Beberapa kerajaan di pulau jawa menggunakan Garuda sebagai materai/stempel kerajaan, seperti yang di simpan di Musium Nasional adalah stempel milik kerajaan Erlangga (1006-1042) sebagai moyang dari kerajaan Kediri dan Jenggala. Raja Eralangga juga dikenal dengan nama Garudhamukha. Ketika wafat Eralangga dinobatkan sebagai wisnu yang ada di arca candi Dieng, yang digambarkan wisnu menunggang burung Garuda.

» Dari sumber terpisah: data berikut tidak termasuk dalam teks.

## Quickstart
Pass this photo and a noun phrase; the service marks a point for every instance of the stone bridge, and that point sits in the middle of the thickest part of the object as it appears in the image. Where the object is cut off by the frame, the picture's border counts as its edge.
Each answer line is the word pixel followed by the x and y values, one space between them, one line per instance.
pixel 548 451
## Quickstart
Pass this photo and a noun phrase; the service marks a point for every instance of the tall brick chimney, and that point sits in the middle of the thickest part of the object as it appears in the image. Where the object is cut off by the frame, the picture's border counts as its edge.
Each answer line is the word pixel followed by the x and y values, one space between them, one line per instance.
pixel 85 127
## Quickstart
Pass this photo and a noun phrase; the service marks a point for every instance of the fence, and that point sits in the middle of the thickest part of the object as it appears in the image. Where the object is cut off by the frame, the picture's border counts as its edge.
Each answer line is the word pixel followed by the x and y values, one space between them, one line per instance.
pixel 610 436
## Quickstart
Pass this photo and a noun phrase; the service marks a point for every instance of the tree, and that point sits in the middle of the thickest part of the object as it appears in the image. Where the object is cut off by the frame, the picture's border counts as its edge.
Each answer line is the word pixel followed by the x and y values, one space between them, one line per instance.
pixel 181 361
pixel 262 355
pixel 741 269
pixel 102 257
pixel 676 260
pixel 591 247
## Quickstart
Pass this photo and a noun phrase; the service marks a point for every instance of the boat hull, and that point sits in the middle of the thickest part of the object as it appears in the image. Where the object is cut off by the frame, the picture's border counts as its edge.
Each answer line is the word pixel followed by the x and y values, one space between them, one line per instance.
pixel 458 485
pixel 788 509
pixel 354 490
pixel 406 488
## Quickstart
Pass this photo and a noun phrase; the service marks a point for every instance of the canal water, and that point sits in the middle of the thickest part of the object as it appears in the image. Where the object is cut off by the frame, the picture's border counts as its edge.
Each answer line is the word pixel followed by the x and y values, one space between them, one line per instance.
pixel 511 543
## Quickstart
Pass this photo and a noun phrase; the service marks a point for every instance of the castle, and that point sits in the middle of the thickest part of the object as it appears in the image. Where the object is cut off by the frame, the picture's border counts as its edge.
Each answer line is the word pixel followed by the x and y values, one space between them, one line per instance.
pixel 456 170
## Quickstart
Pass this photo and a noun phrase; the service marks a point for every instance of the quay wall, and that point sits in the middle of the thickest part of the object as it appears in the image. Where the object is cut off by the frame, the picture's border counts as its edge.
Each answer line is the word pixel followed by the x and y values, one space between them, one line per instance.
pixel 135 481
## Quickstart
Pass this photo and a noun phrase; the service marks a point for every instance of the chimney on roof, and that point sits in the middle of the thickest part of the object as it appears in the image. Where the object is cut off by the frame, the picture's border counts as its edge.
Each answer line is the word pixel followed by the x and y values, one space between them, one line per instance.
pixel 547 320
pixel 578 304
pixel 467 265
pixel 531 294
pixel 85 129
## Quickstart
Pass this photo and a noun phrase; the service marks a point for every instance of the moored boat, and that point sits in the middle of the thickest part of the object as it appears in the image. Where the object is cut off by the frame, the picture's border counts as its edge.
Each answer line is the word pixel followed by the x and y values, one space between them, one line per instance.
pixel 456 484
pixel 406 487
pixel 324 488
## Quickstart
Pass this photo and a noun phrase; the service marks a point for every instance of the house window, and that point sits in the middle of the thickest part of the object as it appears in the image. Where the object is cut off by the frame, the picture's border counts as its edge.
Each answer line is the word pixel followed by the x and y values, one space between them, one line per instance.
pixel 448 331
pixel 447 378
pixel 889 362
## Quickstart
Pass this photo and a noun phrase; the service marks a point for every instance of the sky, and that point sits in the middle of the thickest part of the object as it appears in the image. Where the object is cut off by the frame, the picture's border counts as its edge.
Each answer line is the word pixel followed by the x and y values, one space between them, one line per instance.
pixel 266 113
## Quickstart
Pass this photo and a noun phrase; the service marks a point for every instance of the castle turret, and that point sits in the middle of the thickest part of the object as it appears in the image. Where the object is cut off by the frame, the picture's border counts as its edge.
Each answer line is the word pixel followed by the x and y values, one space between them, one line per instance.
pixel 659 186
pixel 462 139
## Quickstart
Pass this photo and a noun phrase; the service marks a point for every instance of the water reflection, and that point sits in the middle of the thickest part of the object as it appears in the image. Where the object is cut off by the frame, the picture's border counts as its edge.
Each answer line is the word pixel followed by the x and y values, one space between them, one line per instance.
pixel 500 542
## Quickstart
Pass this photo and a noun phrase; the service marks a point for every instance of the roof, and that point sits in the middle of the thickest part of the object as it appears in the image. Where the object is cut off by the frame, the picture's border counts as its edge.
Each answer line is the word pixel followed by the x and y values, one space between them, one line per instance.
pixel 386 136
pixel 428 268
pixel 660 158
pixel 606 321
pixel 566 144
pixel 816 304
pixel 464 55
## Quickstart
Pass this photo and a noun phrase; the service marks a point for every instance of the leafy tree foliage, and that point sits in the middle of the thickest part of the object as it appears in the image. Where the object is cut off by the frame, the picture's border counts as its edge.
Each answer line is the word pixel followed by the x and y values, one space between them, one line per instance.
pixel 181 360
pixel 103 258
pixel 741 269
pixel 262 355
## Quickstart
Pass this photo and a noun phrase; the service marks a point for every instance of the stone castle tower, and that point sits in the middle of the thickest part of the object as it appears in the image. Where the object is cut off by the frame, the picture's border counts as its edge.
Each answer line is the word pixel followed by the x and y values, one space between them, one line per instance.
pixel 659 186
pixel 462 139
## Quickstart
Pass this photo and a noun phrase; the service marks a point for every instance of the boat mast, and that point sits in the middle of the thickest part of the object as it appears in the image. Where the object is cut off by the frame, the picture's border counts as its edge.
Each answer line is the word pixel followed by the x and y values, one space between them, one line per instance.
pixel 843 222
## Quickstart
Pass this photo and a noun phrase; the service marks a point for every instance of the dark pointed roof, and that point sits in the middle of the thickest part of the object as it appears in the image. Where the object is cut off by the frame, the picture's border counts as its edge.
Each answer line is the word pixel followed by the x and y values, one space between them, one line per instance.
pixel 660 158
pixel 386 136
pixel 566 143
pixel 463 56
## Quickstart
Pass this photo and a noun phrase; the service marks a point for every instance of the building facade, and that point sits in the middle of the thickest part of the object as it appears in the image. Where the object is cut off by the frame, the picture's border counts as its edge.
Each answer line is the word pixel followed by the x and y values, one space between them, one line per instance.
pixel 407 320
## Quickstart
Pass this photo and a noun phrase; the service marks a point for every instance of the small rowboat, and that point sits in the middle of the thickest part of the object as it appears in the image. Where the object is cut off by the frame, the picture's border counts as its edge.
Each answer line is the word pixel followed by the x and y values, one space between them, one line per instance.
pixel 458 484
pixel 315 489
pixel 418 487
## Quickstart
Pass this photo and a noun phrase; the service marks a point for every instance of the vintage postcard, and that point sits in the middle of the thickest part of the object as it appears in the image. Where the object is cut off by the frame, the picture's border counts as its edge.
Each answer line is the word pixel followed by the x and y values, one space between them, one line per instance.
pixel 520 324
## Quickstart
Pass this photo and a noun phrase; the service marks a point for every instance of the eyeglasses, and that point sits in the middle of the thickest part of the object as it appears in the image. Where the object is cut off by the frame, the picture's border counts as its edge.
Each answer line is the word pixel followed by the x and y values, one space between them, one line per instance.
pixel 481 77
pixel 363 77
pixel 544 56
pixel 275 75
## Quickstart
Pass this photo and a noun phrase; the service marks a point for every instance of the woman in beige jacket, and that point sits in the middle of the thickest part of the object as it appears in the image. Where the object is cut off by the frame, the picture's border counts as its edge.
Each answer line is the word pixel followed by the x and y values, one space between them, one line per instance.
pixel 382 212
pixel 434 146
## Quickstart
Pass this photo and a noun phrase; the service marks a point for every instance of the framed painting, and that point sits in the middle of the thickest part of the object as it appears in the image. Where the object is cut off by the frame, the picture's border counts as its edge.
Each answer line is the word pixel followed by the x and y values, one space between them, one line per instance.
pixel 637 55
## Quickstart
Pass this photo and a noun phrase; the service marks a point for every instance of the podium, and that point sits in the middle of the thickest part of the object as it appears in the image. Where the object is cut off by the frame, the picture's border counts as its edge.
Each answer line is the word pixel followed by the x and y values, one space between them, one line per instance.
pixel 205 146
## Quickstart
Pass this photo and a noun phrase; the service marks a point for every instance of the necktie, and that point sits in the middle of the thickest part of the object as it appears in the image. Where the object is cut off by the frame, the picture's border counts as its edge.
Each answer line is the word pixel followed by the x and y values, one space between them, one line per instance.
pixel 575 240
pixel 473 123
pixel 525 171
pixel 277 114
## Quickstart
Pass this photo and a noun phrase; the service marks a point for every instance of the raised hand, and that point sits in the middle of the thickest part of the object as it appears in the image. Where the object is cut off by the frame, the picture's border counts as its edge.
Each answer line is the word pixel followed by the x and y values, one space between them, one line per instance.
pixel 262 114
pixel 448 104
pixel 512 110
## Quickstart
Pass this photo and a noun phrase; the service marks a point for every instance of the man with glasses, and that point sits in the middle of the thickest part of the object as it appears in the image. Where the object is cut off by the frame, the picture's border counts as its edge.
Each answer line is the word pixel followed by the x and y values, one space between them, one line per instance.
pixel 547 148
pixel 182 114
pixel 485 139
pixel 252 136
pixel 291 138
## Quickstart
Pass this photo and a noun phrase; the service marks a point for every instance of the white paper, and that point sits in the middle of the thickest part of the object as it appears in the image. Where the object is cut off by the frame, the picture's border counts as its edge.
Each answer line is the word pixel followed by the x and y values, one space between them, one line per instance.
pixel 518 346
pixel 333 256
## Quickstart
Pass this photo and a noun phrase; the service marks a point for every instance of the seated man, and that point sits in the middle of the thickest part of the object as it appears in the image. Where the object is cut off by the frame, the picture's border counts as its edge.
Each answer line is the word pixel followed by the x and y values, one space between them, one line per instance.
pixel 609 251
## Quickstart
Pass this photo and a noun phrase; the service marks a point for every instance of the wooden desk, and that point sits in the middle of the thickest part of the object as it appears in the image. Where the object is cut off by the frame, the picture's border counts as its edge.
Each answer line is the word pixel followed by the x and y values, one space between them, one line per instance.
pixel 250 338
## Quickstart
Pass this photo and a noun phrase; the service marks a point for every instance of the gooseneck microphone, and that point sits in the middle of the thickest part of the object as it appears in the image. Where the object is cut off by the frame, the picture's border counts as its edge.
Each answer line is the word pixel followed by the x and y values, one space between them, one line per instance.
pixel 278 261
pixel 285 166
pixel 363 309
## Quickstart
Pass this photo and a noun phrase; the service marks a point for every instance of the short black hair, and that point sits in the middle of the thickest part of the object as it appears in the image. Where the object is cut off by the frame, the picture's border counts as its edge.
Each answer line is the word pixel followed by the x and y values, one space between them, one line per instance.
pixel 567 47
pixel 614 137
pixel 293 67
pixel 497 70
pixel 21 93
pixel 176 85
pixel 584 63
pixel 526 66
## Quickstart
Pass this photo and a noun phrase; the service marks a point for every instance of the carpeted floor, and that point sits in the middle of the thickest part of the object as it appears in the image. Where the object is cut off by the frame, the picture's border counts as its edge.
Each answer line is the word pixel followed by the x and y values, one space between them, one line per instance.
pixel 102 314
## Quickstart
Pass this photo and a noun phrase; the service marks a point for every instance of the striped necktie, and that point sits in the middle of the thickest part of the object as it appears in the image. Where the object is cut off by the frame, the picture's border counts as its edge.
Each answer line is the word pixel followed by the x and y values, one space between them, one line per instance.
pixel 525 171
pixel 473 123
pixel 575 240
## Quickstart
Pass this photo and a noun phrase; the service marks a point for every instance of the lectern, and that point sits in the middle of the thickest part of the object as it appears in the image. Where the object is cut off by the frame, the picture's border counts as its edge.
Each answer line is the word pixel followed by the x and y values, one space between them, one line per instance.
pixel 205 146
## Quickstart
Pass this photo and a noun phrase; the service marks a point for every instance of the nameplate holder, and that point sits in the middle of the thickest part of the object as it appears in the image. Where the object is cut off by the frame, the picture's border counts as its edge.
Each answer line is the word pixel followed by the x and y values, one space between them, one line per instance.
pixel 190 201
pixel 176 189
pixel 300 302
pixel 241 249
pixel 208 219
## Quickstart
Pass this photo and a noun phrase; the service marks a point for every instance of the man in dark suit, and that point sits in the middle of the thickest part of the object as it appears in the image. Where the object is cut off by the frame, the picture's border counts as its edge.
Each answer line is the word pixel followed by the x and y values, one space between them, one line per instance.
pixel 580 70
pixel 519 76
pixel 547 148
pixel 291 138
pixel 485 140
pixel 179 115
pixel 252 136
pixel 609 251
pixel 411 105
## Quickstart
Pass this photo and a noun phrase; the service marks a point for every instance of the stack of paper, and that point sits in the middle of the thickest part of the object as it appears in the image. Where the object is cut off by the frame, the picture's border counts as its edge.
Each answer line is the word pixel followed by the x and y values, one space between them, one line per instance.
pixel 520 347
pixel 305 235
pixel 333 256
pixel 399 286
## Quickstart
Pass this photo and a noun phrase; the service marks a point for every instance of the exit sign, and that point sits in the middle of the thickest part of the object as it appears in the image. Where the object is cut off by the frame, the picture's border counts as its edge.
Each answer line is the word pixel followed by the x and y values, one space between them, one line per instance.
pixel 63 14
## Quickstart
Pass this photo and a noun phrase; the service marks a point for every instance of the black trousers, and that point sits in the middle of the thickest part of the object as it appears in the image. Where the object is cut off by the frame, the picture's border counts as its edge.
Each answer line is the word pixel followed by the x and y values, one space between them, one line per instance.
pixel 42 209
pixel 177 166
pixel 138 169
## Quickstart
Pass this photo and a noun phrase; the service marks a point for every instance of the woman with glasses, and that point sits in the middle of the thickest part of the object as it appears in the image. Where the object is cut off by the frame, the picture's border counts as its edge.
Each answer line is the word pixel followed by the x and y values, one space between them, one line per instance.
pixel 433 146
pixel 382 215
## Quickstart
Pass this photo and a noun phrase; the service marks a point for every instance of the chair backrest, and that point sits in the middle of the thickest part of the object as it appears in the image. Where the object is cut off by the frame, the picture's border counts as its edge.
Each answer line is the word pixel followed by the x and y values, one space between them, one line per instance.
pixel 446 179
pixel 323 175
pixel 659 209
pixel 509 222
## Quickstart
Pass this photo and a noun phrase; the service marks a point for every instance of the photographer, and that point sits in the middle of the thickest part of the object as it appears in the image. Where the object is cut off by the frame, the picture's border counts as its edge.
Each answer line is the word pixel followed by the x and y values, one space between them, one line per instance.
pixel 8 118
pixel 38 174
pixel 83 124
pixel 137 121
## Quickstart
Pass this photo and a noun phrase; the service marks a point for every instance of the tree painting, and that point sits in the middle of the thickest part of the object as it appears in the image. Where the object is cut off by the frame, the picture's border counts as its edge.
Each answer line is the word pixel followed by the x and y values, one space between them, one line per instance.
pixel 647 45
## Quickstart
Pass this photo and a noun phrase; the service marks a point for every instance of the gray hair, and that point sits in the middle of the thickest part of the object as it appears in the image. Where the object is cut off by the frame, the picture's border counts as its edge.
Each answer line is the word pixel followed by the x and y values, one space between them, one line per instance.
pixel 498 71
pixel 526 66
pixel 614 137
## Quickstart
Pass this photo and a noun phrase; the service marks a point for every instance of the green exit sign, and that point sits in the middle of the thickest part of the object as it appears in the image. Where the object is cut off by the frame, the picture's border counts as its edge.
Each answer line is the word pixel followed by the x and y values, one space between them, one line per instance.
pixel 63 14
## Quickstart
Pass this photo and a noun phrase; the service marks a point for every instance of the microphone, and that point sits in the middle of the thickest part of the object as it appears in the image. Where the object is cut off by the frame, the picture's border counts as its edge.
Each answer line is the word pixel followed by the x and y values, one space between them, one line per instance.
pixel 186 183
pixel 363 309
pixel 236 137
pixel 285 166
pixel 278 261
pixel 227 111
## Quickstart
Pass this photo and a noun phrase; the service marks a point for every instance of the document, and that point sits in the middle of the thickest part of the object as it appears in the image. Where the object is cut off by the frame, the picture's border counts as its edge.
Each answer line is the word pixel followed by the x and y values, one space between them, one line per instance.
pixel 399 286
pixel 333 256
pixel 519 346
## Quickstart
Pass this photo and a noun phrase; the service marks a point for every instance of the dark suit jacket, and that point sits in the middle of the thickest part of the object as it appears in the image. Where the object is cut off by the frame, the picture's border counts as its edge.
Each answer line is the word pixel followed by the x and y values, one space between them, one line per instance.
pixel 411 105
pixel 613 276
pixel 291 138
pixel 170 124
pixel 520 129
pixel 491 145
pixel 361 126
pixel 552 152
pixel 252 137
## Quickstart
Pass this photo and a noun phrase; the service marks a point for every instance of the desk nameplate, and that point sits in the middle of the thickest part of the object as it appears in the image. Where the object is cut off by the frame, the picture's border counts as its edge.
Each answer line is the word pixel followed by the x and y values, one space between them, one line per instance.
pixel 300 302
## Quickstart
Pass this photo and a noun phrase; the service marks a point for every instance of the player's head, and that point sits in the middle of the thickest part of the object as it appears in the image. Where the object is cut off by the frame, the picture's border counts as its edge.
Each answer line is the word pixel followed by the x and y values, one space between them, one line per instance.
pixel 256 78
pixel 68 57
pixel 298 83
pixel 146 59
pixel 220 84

Garuda adalah seekor burung yang hidup dalam dunia khayalan, terutama dalam perwayangan. Garuda dianggap mulia karena memiliki kekutan dan kecantikan parasnya. Burung Garuda juga dapat melambangkan kebebasan karena dapat terbang kemana saja. Bukan dicengkram tetapi mencengkram simbol Bhineka Tunggal Ika. Perjelasan yang terkait ada didalam kitab Mahabarata yang ditulis semasa pemerintahan Dharmawangsa (991-1007) yang memerinthkan kerajaan Hindu-Mataram. Dalam Mahabarata dikisahkan burung Garuda membebaskan dari perbudakan dan penjajahan.

Leher burung Garuda yang menoleh kekanan, melambangkan bahwa jiwa-jiwa Bangsa Indonesia haruslah bergerak kearah kebaikan. Sesuai dengan budaya Nusantara yang juga menganggap "Kanan" itu adalah kebaikan. Sedang sebelah kiri melambangkan hal-hal yang negatif.